Die Preisträger entwickelten bereits in den achtziger Jahren neue statistische Methoden zum besseren Umgang mit zwei zentralen Eigenschaften vieler Zeitreihen: zeitlich veränderliche Volatilität und Nichtstationarität.

Konkret: Auf Finanzmärkten haben zufällige Schwankungen über die Zeit - Volatilität - große Bedeutung, weil der Wert von Aktien, Optionen und anderen Wertpapieren auf diesem Risiko beruht.

Variation der Fluktuationen

Die Schwankungen können im Lauf der Zeit stark variieren - ruhige Perioden lösen turbulentere Perioden mit größeren Fluktuationen ab. Obwohl sich also die Volatilität über die Zeit verändert, arbeiteten die Wirtschaftswissenschaftler wegen des Fehlens einer Alternative lange mit statistischen Methoden, die eine konstante Volatilität voraussetzen.

Robert Engle nun entwickelte Methoden, die es ermöglichen, zeitlich variierende Volatilität zu modellieren. Dafür erfand er den Begriff "autoregressive bedingte Heteroskedastizität" (ARCH).

Diese Modelle sind nach Ansicht des Preiskomitees "unverzichtbare Werkzeuge" nicht nur für Forschern, sondern auch für Finanzanalysten geworden, die sie unter anderem zur Risikobewertung verwenden.

Die meisten makroökonomischen Variablen wachsen einem unsystematischen Trend folgend, so dass zufällige Störungen, etwa des BIP, auf lange Sicht erhalten bleiben.

Nicht-stationär

Derartige Zeitreihen werden nicht-stationär genannt.
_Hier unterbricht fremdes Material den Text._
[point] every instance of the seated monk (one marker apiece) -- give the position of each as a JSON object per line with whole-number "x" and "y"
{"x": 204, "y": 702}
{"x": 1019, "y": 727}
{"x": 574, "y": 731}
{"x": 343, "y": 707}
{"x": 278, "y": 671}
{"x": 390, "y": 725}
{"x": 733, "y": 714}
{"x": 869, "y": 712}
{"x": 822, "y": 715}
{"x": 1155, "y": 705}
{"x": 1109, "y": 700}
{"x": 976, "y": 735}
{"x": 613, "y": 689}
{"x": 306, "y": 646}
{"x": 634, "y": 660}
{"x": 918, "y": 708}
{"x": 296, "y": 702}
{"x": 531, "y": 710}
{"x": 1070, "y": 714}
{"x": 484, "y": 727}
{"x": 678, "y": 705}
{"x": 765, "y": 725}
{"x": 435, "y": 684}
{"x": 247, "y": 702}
Sie unterscheiden sich von stationären Zeitreihen, die nicht mit der Zeit wachsen, sondern sich um einen vorgegeben Wert herum bewegen.

Clive Granger zeigte früh, dass statistische Methoden für stationäre Zeitreihen bei nicht-stationären Daten völlig fehlleitende Schlussfolgerungen ergeben können. Seine Entdeckung war, dass spezifische Kombinationen von nicht-stationären Zeitreihen stationär auftreten können und somit statistische Schlussfolgerungen zulassen. Granger nannte dieses Phänomen Kointegration.

Seine Methoden sind hilfreich etwa bei der Untersuchung der Zusammenhänge zwischen Vermögen und Konsum, Wechselkursen und Preisniveau oder kurzfristigen und langfristigen Zinssätzen.